Given a real square matrix $S$ which has all the eigenvalues on the imaginary axis, is it true that there exists a positive definite matrix $P=P^{T}>0$ such that \begin{equation} S^T{P}+PS=0? \end{equation}

I found that claim in a research paper (which is not yet available online!) but I do not find a way to prove this.

While trying to do an example problem, I noticed that for a matrix \begin{equation} S=\begin{bmatrix}\omega & \sigma\\-\sigma & \omega\end{bmatrix}, \end{equation} the claim holds if $P$ is an identity matrix. Additionally, for any block-diagonal matrix $S_1$ with the diagonal matrix being in the same form as $S$, there exists a corresponding unique $P$ which satisfies the claim.

But in general, the matrix which has all eigenvalues on the imaginary axis, needs not have the same form as $S_1$, and is there a way to show that there exists a unique $P$ for which the claim holds?

Answer 1

That $S^TP+PS=0$ means $PS$ is skew-symmetric. In turn, $P^{-1/2}(PS)P^{-1/2}=P^{1/2}SP^{-1/2}$ is skew-symmetric too. Thus a necessary condition for $P$ to exist is that $S$ is diagonalisable over $\mathbb C$.

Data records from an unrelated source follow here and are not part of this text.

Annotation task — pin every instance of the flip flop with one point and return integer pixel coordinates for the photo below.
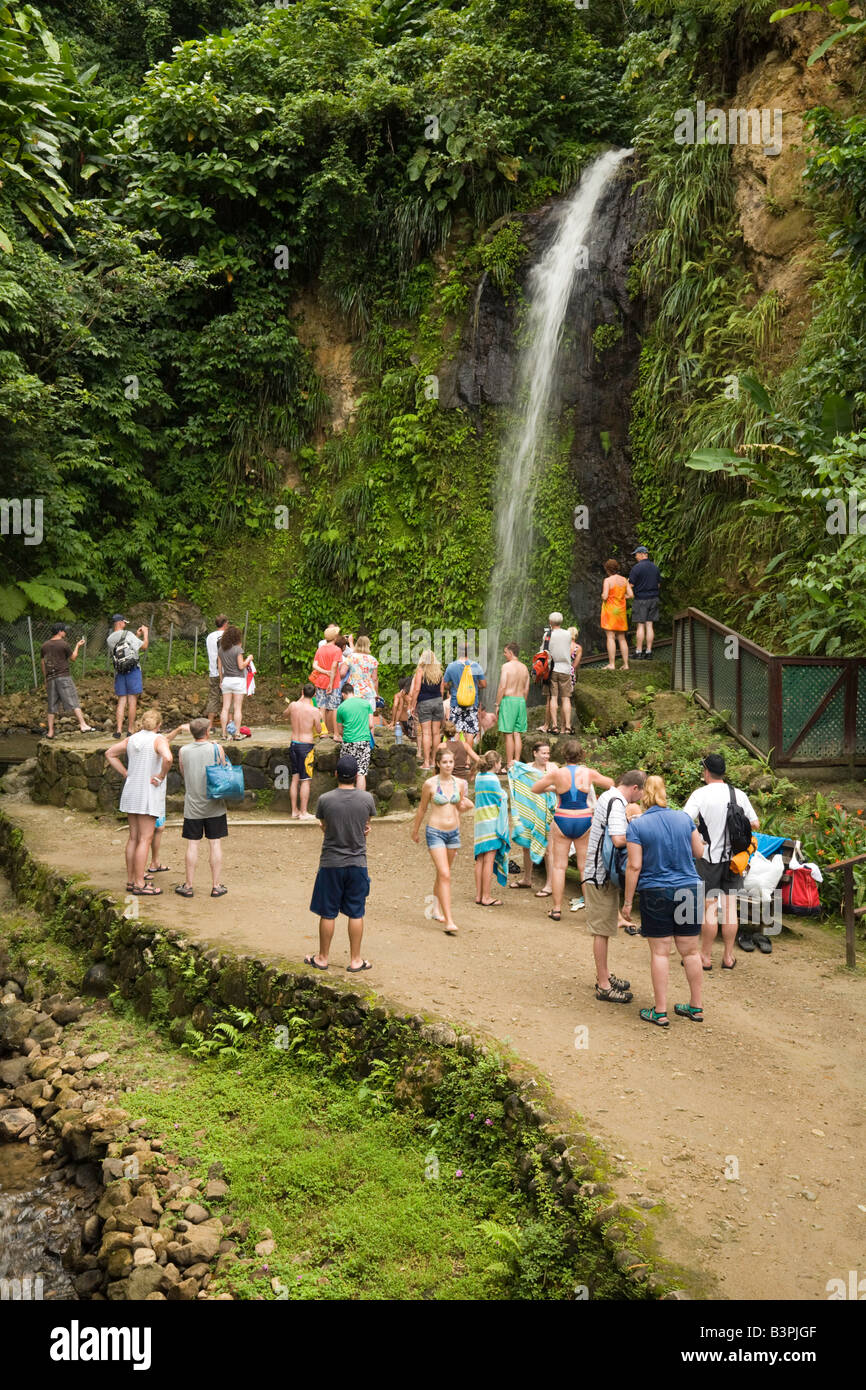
(659, 1019)
(688, 1011)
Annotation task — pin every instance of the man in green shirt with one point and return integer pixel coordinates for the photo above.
(353, 724)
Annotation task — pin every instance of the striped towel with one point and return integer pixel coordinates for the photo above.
(533, 812)
(492, 823)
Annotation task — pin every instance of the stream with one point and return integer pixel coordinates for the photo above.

This condition is also sufficient: if $S$ is diagonalisable over $\mathbb C$, it admits a real Jordan form $S=M^{-1}KM$. As $S$ has a purely imaginary spectrum and non-real eigenvalues of a real matrix must occur in conjugate pairs, $K$ is skew-symmetric. Hence $PS=M^TKM$ is skew-symmetric for $P=M^TM>0$.

Answer 2

Since $P$ is also real we have $P=P^*$ therefore $$P=P^H$$using Schur decomposition for $P$ we have$$P=UDU^H$$ where $D$ is diagonal with all the entries being real. For satisfying $S^TP+PS=0$ (or equivalently $S^HP+PS=0$) we must have:$$P^{-1}S^HP+S=0\\UD^{-1}U^HS^HUDU^H+S=0\\D^{-1}U^HS^HUDU+U^HSU=0$$defining $T=U^HSU$ we have$$D^{-1}TD+T=0$$or $$TD+DT=0$$ also by daggering it $$T^HD+DT^H=0$$which yields to $$D(T+T^H)+(T+T^H)D=0$$defining $V=T+T^H$ where $V$ is also hermition we obtain$$DV+VD=0$$The (ith,jth) entry of $DV$ is $d_{ii}v_{ij}$ and the (ith,jth) entry of $VD$ is $d_{jj}v_{ij}$ where$$d_{ii}v_{ij}+d_{jj}v_{ij}=0$$ which means that $v_{ij}=0$ for all $i,j$ since $D$ is positive definite and $d_{ii}>0\quad,\quad\forall i$. This means that $V=0$ or $T^H=-T$ or equivalently $S^H=-S$ which is the only solution with $P=I$.

Answer 3

The answer is no. Here $S\in M_n(\mathbb{R})$ where $n$ is even.

Choose $n=4,S=\begin{pmatrix}U&I_2\\0&U\end{pmatrix}$ where $U=\begin{pmatrix}0&1\\-1&0\end{pmatrix}$. Let $P=[p_{i,j}]\in M_4(\mathbb{R})$ s.t. $S^TP+PS=0$.

With an easy calculation, we find that $P$ is in the form $\begin{pmatrix}0&0&0&-a\\0&0&a&0\\0&a&b&0\\-a&0&0&b\end{pmatrix}$; thus $P$ cannot be symmetric $>0$.